Czego trzeba do dobrej zabawy? Wirtualnej rzeczywistości. Przekonali się o klienci marki Stock, którzy zakosztowali zabawy właśnie w VR. Mogli to zrobić dzięki naszym dwóm produkcjom VR Climbing. Dla samej marki Stock nasze rozwiązania VR okazały się marketingowym strzałem w dziesiątkę.
Jest takie popularne powiedzenie: „kto nie ryzykuje, ten nie pije szampana”. Po naszej współpracy z globalnym brandem z branży alkoholowej – Stock – proponujemy drobną modyfikację. Od dziś można spokojnie mówić: „kto nie ryzykuje, ten nie pije zmrożonej wódki”. Skąd ta zmiana?
KTO PIERWSZY NA SZCZYT, TEN LEPSZY
Z czym kojarzy się alkohol? Pracujący dla Stocka specjaliści od marketingu wiedzą doskonale: z luzem, swobodą, dobrą zabawą. W poszukiwaniu nowych sposobów na wzmocnienie pozytywnego wizerunku swojej marki, a także produkowanych przez siebie napojów, marketingowcy zdecydowali się wykorzystać nowe technologie. Zadecydowali, że to właśnie wirtualna rzeczywistość dla marketingu przyniesie im najwięcej korzyści. Po zapoznaniu się z naszym portfolio realizacji VR właśnie na potrzeby reklamy czy promocji, a także doceniając nasze doświadczenie przy tworzeniu aplikacji i gier, przedstawiciele Stocka zaprosili nas do współpracy.

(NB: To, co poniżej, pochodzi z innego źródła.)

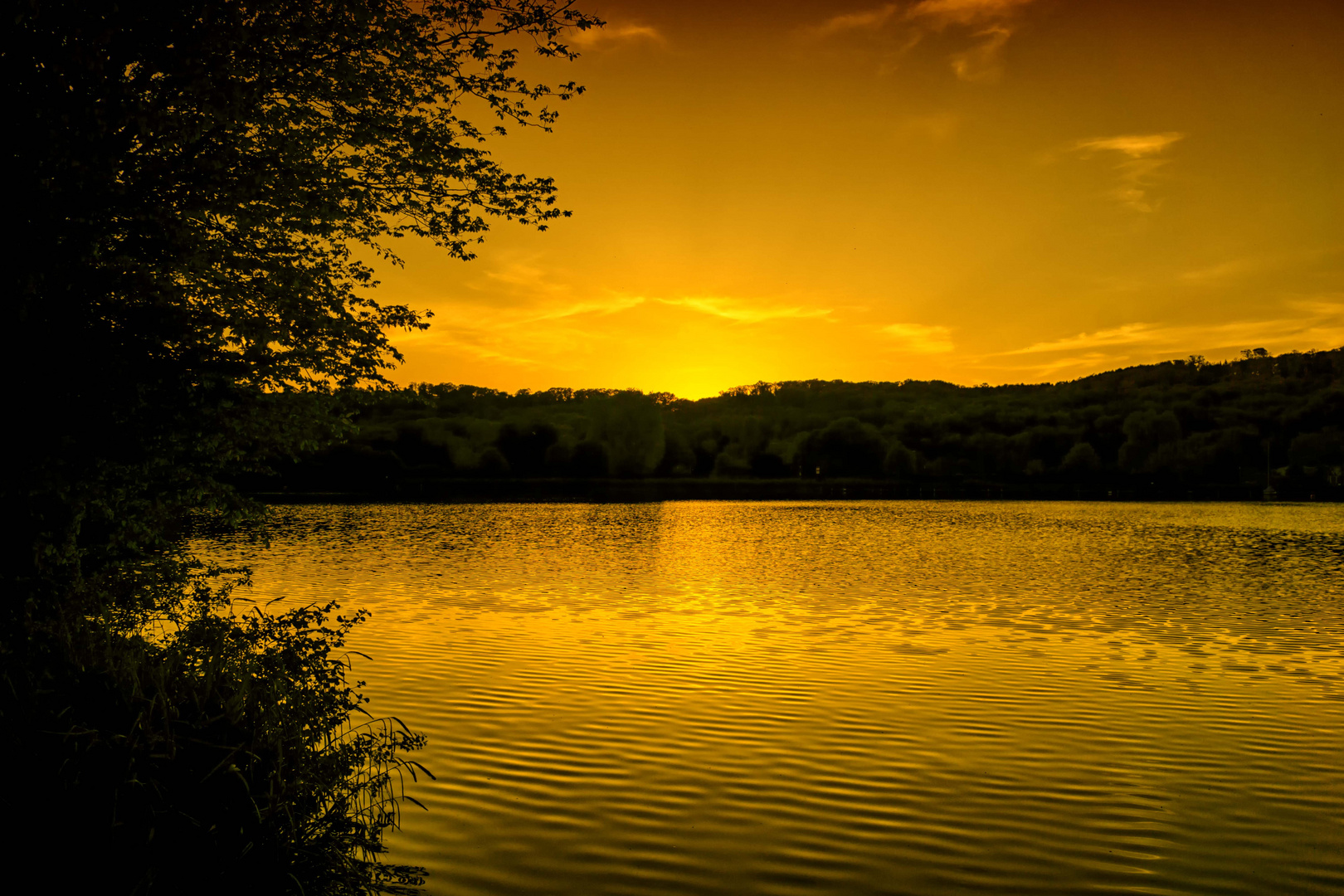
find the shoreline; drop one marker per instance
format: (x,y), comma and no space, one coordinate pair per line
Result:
(683,489)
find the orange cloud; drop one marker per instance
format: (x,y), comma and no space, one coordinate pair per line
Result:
(919,338)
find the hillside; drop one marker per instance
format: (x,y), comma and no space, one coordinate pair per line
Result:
(1177,429)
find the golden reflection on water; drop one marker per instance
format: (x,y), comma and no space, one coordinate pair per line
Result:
(866,698)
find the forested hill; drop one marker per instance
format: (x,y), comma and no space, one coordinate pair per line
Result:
(1177,429)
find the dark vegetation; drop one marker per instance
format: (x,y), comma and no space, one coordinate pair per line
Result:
(187,183)
(1179,429)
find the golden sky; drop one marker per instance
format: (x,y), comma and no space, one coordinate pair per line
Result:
(976,191)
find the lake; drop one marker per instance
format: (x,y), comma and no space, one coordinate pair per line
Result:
(849,698)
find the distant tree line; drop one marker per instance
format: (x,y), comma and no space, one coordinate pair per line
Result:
(1179,423)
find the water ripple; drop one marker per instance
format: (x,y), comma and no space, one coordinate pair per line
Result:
(866,698)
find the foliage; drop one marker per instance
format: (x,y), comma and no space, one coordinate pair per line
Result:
(1174,425)
(197,192)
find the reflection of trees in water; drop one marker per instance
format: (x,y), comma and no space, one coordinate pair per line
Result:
(191,188)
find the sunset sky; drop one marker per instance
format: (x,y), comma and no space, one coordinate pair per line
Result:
(975,191)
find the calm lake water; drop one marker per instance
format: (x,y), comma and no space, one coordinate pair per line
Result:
(850,698)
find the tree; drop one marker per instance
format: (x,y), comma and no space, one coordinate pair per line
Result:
(194,187)
(192,184)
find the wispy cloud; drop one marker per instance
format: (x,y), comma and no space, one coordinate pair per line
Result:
(1317,324)
(984,61)
(991,19)
(592,306)
(745,312)
(1133,145)
(1320,324)
(611,34)
(1125,334)
(1138,163)
(936,127)
(919,338)
(864,21)
(965,12)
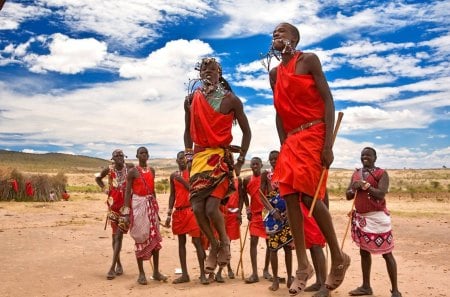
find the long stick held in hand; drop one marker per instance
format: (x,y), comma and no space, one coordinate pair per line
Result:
(349,220)
(324,170)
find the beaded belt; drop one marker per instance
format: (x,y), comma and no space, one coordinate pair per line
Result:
(304,126)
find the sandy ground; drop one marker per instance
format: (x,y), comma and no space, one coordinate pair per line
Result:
(61,249)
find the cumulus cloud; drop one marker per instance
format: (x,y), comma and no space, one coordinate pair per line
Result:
(67,55)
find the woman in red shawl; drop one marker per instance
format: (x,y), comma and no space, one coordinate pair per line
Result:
(305,120)
(141,210)
(209,114)
(183,220)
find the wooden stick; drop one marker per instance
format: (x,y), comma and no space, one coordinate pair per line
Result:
(242,251)
(324,170)
(349,220)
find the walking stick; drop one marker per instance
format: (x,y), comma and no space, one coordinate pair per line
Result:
(241,263)
(349,220)
(324,170)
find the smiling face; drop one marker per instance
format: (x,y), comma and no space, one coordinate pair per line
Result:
(181,160)
(368,158)
(142,155)
(256,165)
(118,157)
(273,157)
(285,33)
(210,71)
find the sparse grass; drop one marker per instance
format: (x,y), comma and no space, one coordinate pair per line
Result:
(80,170)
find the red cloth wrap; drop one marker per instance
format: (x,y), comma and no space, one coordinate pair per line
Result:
(313,235)
(209,128)
(256,226)
(142,188)
(297,102)
(183,218)
(232,224)
(363,202)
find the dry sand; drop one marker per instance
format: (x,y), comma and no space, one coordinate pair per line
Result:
(61,249)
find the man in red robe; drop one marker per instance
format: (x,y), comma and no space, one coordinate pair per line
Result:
(183,220)
(252,185)
(305,121)
(117,176)
(141,210)
(232,212)
(209,114)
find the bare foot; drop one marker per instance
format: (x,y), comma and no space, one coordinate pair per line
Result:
(275,284)
(219,278)
(159,277)
(111,274)
(313,288)
(252,279)
(204,280)
(142,280)
(181,279)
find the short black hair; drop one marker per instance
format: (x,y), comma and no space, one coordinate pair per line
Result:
(295,31)
(371,149)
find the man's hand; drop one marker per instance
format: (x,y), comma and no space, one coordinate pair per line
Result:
(327,157)
(167,223)
(237,168)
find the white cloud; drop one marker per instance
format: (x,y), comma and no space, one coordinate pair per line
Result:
(13,14)
(138,20)
(67,55)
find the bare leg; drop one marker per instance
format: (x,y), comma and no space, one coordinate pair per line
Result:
(339,260)
(267,261)
(158,276)
(182,255)
(288,261)
(118,248)
(116,245)
(366,264)
(199,208)
(201,259)
(295,218)
(392,270)
(253,278)
(304,270)
(319,263)
(141,279)
(274,262)
(216,217)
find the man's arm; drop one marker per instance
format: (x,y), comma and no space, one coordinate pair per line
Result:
(187,124)
(246,132)
(171,200)
(314,67)
(100,177)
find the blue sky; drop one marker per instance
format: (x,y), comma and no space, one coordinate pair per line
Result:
(88,76)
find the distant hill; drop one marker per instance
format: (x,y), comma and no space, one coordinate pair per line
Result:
(57,162)
(50,162)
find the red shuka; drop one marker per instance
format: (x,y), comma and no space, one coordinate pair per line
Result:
(209,128)
(297,101)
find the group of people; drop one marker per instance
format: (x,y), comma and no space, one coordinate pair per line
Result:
(207,195)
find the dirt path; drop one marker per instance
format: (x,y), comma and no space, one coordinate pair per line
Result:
(60,249)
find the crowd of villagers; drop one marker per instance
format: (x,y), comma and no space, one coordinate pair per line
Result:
(17,186)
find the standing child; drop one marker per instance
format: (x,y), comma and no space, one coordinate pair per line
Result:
(305,121)
(141,210)
(371,221)
(117,176)
(252,186)
(183,220)
(232,212)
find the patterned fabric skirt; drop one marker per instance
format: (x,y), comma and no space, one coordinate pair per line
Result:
(144,228)
(280,239)
(372,232)
(211,175)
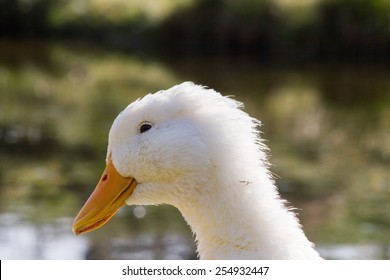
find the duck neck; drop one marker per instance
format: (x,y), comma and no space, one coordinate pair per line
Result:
(245,219)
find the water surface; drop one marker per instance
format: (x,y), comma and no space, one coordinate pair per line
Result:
(328,128)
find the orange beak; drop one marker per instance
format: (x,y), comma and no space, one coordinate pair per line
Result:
(109,195)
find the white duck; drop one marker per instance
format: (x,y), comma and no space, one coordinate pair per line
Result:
(190,147)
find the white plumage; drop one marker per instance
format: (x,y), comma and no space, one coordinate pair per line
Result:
(202,154)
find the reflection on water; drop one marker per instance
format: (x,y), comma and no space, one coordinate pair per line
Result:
(328,128)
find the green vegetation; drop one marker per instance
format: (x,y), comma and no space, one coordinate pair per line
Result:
(275,29)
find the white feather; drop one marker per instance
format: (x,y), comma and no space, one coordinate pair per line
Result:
(204,156)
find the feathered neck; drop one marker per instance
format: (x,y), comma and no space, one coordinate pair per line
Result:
(246,219)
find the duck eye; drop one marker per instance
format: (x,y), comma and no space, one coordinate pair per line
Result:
(145,127)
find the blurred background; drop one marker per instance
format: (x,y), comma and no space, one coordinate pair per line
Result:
(316,72)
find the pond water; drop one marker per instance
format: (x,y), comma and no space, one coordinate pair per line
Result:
(327,126)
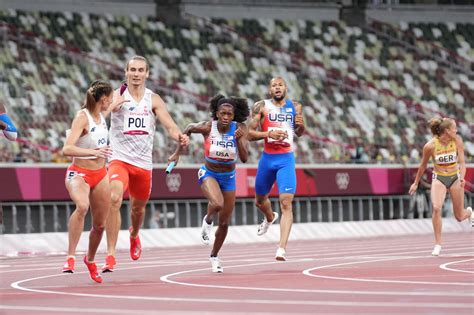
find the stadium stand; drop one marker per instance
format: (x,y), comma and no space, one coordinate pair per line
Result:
(367,91)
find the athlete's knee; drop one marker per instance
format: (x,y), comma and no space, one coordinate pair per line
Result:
(260,202)
(286,204)
(436,210)
(82,207)
(116,199)
(98,228)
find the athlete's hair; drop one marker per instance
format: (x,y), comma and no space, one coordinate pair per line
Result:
(439,125)
(240,105)
(96,90)
(138,58)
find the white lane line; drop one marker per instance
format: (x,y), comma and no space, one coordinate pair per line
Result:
(309,272)
(402,304)
(445,266)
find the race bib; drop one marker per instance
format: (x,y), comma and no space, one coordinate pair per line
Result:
(285,142)
(201,173)
(135,123)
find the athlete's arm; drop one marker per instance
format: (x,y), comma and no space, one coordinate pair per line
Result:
(203,127)
(255,121)
(6,125)
(242,142)
(161,112)
(116,104)
(428,150)
(461,160)
(79,125)
(299,121)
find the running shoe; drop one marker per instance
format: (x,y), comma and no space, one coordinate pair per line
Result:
(472,216)
(263,228)
(69,265)
(216,264)
(109,264)
(95,276)
(436,250)
(135,246)
(206,230)
(280,254)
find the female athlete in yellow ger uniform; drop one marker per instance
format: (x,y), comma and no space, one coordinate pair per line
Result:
(447,151)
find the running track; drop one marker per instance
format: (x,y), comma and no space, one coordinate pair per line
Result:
(393,275)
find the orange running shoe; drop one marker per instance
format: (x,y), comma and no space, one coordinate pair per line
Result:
(69,265)
(109,264)
(135,246)
(93,271)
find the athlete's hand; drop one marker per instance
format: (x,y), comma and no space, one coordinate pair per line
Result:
(103,152)
(174,158)
(299,120)
(239,132)
(117,104)
(413,189)
(183,140)
(276,134)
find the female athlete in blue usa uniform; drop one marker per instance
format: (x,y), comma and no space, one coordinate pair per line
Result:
(225,139)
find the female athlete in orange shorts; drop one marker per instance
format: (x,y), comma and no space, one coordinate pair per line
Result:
(86,178)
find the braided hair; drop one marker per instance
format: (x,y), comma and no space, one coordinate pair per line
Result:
(438,125)
(240,105)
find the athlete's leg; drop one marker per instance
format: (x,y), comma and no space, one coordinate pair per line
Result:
(457,196)
(438,194)
(79,192)
(114,220)
(211,190)
(286,221)
(100,207)
(224,221)
(137,215)
(264,181)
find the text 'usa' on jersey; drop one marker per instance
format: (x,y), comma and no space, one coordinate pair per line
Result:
(280,118)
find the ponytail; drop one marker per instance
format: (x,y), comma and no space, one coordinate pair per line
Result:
(438,125)
(94,93)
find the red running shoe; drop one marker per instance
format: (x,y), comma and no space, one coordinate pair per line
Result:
(135,246)
(109,264)
(69,265)
(93,271)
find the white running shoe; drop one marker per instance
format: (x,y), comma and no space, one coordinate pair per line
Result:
(472,216)
(436,250)
(280,255)
(206,230)
(216,264)
(263,227)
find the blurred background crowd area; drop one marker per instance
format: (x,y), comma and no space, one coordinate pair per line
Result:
(367,87)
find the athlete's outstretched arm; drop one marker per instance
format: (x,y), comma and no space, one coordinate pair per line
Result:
(427,152)
(161,112)
(242,142)
(6,125)
(461,160)
(299,121)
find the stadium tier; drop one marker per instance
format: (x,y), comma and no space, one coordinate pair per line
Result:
(367,92)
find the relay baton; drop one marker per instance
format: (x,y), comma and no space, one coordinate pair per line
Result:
(170,167)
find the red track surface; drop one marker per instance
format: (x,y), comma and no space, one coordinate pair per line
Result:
(357,276)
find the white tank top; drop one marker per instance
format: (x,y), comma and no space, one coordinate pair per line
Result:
(95,138)
(132,128)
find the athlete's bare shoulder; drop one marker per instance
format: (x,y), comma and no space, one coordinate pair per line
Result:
(258,107)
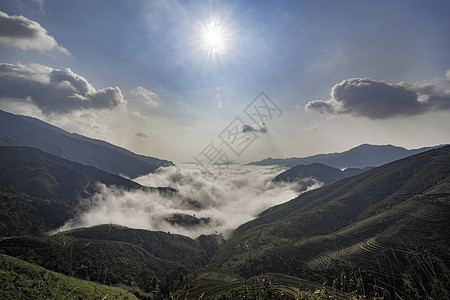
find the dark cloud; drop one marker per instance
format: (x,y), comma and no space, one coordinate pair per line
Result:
(53,90)
(258,128)
(21,32)
(379,100)
(141,134)
(148,96)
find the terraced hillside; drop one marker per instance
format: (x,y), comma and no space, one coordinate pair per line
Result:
(381,222)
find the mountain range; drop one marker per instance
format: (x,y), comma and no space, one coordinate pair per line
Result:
(383,233)
(320,172)
(40,191)
(16,130)
(362,156)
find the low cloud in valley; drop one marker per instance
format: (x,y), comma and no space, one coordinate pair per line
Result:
(222,199)
(380,100)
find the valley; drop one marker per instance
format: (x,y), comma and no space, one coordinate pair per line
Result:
(371,233)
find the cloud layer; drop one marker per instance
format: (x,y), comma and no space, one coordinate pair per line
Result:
(149,97)
(21,32)
(258,128)
(54,90)
(379,100)
(228,196)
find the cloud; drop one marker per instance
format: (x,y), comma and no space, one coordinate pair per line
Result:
(141,134)
(53,90)
(21,32)
(258,128)
(227,197)
(149,97)
(379,100)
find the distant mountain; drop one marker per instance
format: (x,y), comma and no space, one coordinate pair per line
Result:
(317,171)
(362,156)
(391,224)
(40,191)
(16,130)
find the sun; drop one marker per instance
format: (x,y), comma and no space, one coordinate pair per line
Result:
(214,38)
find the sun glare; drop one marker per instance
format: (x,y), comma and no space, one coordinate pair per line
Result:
(214,38)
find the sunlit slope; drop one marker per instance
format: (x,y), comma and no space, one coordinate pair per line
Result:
(16,130)
(172,247)
(103,261)
(22,280)
(399,207)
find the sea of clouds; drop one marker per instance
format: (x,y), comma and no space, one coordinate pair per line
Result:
(225,196)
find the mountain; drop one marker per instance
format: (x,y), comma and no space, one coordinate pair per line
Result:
(362,156)
(16,130)
(386,230)
(40,191)
(317,171)
(384,234)
(23,280)
(113,254)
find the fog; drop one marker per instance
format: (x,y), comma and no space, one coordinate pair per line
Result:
(213,201)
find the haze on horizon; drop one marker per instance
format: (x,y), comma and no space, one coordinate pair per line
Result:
(168,78)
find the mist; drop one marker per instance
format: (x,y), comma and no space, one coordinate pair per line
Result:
(214,201)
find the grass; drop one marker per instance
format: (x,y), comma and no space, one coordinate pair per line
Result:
(22,280)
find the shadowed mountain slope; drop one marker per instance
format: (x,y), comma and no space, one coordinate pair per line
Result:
(317,171)
(40,191)
(16,130)
(22,280)
(362,156)
(393,222)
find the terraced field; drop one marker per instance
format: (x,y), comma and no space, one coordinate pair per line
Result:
(347,254)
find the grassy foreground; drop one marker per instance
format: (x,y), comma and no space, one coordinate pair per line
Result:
(22,280)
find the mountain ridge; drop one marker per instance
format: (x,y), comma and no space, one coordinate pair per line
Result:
(364,155)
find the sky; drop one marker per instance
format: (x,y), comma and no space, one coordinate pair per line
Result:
(213,81)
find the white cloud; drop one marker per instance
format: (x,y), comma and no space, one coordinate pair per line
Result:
(23,33)
(258,128)
(379,100)
(53,90)
(149,97)
(140,134)
(229,196)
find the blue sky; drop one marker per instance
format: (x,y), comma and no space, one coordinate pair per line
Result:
(149,84)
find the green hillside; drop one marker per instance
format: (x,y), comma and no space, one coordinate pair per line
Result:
(22,280)
(104,261)
(388,227)
(317,171)
(16,130)
(40,191)
(384,234)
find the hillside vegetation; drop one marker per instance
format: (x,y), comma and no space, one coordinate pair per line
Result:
(39,192)
(16,130)
(362,156)
(382,234)
(22,280)
(388,227)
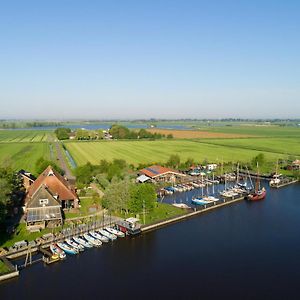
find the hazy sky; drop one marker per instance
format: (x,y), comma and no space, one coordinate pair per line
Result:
(147,58)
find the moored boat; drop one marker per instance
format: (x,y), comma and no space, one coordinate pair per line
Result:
(93,241)
(82,242)
(68,249)
(98,236)
(57,251)
(259,193)
(74,245)
(105,233)
(115,232)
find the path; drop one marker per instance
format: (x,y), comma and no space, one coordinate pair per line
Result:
(63,163)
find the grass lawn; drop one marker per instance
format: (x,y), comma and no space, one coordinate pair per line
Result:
(161,211)
(286,146)
(23,155)
(3,267)
(85,203)
(21,233)
(135,152)
(8,136)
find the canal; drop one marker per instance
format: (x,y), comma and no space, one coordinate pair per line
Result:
(244,250)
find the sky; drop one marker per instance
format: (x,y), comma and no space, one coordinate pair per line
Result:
(149,59)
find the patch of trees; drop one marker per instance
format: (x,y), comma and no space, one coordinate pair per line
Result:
(41,164)
(120,192)
(105,172)
(10,186)
(62,133)
(129,197)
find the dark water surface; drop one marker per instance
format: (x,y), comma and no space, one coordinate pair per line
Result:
(241,251)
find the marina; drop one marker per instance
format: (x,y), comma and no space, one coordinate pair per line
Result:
(218,236)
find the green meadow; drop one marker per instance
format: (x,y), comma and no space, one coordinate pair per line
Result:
(24,136)
(23,155)
(263,131)
(135,152)
(287,146)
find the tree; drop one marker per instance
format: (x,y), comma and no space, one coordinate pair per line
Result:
(258,159)
(174,161)
(62,133)
(142,195)
(41,164)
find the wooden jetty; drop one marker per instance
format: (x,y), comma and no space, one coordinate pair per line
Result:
(284,183)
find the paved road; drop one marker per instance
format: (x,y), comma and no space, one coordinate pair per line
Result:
(62,162)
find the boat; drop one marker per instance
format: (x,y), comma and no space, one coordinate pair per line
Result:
(105,233)
(181,205)
(200,201)
(74,245)
(259,193)
(210,199)
(98,236)
(93,241)
(67,249)
(57,251)
(82,242)
(275,181)
(115,232)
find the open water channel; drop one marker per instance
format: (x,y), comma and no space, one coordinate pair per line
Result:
(240,251)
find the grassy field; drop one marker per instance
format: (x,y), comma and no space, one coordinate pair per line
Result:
(287,146)
(136,152)
(3,267)
(195,134)
(266,131)
(161,212)
(23,155)
(7,136)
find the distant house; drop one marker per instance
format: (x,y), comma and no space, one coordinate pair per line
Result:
(157,173)
(296,164)
(46,197)
(27,179)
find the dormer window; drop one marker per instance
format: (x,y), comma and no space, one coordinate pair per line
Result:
(44,202)
(50,173)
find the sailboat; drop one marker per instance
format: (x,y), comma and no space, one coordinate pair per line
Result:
(276,178)
(259,193)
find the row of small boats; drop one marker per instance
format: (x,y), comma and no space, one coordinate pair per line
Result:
(169,190)
(94,238)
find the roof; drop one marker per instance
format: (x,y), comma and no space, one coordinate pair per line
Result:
(155,171)
(54,183)
(143,178)
(43,214)
(27,174)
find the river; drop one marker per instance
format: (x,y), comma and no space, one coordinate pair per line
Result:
(241,251)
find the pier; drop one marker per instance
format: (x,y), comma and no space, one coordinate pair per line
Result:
(284,183)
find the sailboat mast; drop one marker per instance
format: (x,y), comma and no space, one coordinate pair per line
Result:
(257,180)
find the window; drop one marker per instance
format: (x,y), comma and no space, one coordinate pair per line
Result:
(43,202)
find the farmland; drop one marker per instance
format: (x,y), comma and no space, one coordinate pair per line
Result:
(22,155)
(136,152)
(193,134)
(265,131)
(24,136)
(288,146)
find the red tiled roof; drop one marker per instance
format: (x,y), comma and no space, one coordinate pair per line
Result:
(154,171)
(55,183)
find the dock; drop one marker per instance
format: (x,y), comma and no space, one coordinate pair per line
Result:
(282,184)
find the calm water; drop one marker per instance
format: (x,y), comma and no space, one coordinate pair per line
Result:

Po dokładnym zapoznaniu się z briefem, przystąpiliśmy do działań. Wpadliśmy na pomysł, aby nasza gra VR nie tylko dostarczała dobrej zabawy, ale jeszcze angażowała użytkowników. Uznaliśmy, że w projektowanej grze zaimplementujemy element rywalizacji, zachęcający do kilkukrotnego powracania do aplikacji i wykręcania jak najlepszego wyniku. Pamiętaliśmy jednak, że gra w żaden sposób nie może wywoływać niezdrowej rywalizacji. Kluczowe było więc wyważenie stopnia trudności oraz nadanie samej rywalizacji nieco luźniejszego, weselszego charakteru. Ta gra VR w końcu miała być uruchamiana podczas towarzyskich spotkań, przyjęć czy imprez ze znajomymi. Jej nygłówm celem miało być więc wprowadzenie pogodnej, radosnej atmosfery – nie zaś motywowania uczestników spotkania do zaciekłej walki między sobą o to, kto osiągnie najlepszy czas.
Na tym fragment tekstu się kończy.